Auch in anderen alten Kulturen spielt das Fasten eine rituelle Rolle, vor allem hinduistische Gurus stehen in dem Ruf, durch weitestgehende Entsagung buchstäblich über dem Boden zu schweben, auf jeden Fall aber einen höheren Zustand zu erlangen, der sie ohne weitere Reinkarnationen direkt ins Nirwana befördert.Von den Katholiken indes kann man nicht wirklich behaupten, dass sie getreu Jesu Beispiel folgten.

Askese? Muss nicht sein!

Wie Anna Dünnebier und Gert von Paczensky in „Leere Töpfe, volle Töpfe“, ihrer erschöpfenden, soeben in der Anderen Bibliothek prachtvoll wiederaufgelegten „Kulturgeschichte des Essens und Trinkens“ aus dem Jahr 1994, berichten, haben die Bischöfe über die Jahrhunderte in der Fastenzeit zwischen Aschermittwoch und Ostern regelrechte Fressorgien gefeiert. Dagegen erscheint die Buttermilch-Diät, der sich der Co-Autor und ehemalige „Panorama“-Chef Paczensky jedes Jahr unterzog, geradezu als Hochamt der Askese.

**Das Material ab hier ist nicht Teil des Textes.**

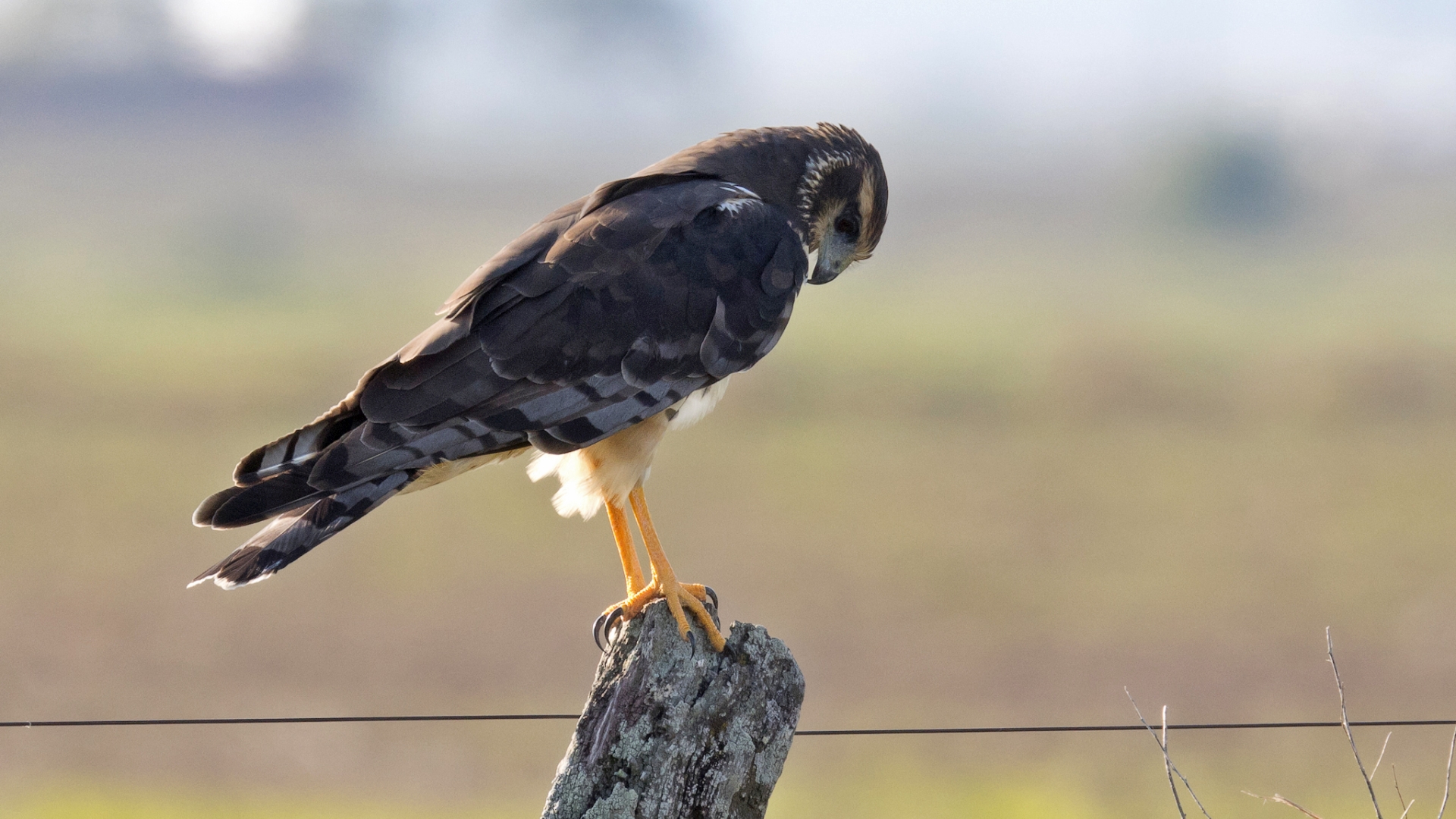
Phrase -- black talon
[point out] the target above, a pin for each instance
(612, 621)
(596, 632)
(712, 613)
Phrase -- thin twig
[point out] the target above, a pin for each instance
(1398, 795)
(1345, 720)
(1386, 744)
(1166, 758)
(1168, 761)
(1448, 795)
(1282, 800)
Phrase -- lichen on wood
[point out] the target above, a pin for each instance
(674, 729)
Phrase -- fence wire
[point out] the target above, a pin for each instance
(827, 732)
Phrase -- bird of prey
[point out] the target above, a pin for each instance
(612, 321)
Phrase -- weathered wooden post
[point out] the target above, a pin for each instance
(677, 730)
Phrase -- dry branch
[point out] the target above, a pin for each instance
(674, 729)
(1345, 720)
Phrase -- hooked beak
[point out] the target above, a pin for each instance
(835, 256)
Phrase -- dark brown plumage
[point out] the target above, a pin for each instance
(607, 312)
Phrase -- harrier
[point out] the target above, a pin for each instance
(612, 321)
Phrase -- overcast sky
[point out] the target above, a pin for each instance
(1030, 74)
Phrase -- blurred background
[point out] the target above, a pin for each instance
(1152, 379)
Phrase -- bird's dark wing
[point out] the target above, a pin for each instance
(635, 305)
(595, 319)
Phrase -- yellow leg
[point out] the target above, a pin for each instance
(626, 548)
(664, 582)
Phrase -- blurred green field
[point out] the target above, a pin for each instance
(992, 477)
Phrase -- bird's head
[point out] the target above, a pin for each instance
(842, 199)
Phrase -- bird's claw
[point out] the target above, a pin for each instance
(714, 610)
(603, 629)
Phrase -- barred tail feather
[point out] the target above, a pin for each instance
(290, 535)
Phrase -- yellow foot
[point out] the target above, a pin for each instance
(679, 596)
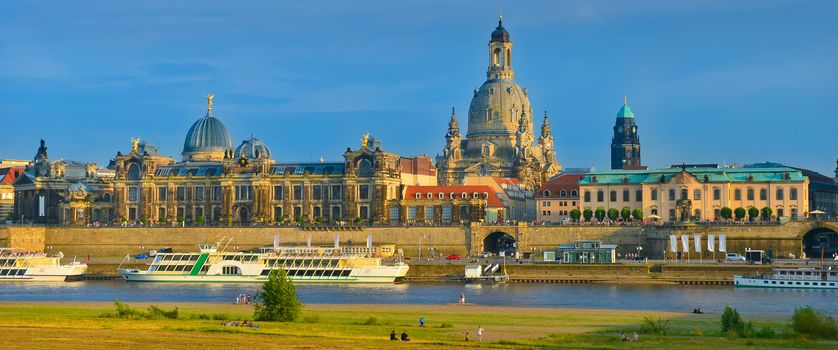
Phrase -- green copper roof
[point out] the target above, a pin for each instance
(625, 112)
(778, 174)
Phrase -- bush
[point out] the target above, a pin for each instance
(732, 322)
(600, 213)
(807, 320)
(726, 213)
(637, 214)
(371, 321)
(613, 214)
(279, 299)
(575, 214)
(739, 212)
(651, 325)
(312, 318)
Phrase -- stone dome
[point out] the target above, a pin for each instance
(251, 146)
(207, 136)
(496, 108)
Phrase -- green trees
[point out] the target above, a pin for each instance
(575, 214)
(279, 299)
(625, 213)
(600, 214)
(613, 214)
(726, 213)
(637, 214)
(753, 213)
(739, 212)
(766, 213)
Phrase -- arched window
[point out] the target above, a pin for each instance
(133, 172)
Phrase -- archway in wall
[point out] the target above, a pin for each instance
(820, 240)
(497, 242)
(244, 216)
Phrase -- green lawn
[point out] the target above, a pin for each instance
(80, 326)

Dem Verfasser, der theoretisch durchaus die Vorzüge der Entschlackung zu schätzen weiß, mangelt es dagegen an der hierfür notwendigen Selbstdisziplin. Jahrelang versuchte er sich erfolglos an den verschiedensten Varianten der Körperreinigung und Gewichtsabnahme und war bereits dabei, sich mit einer Zukunft als Marlon-Brando-artiger Fleischberg abzufinden – als er eines Abends dem Auftritt des rotbäckigen Fernsehdoktors Eckart von Hirschhausen bei Markus Lanz beiwohnte.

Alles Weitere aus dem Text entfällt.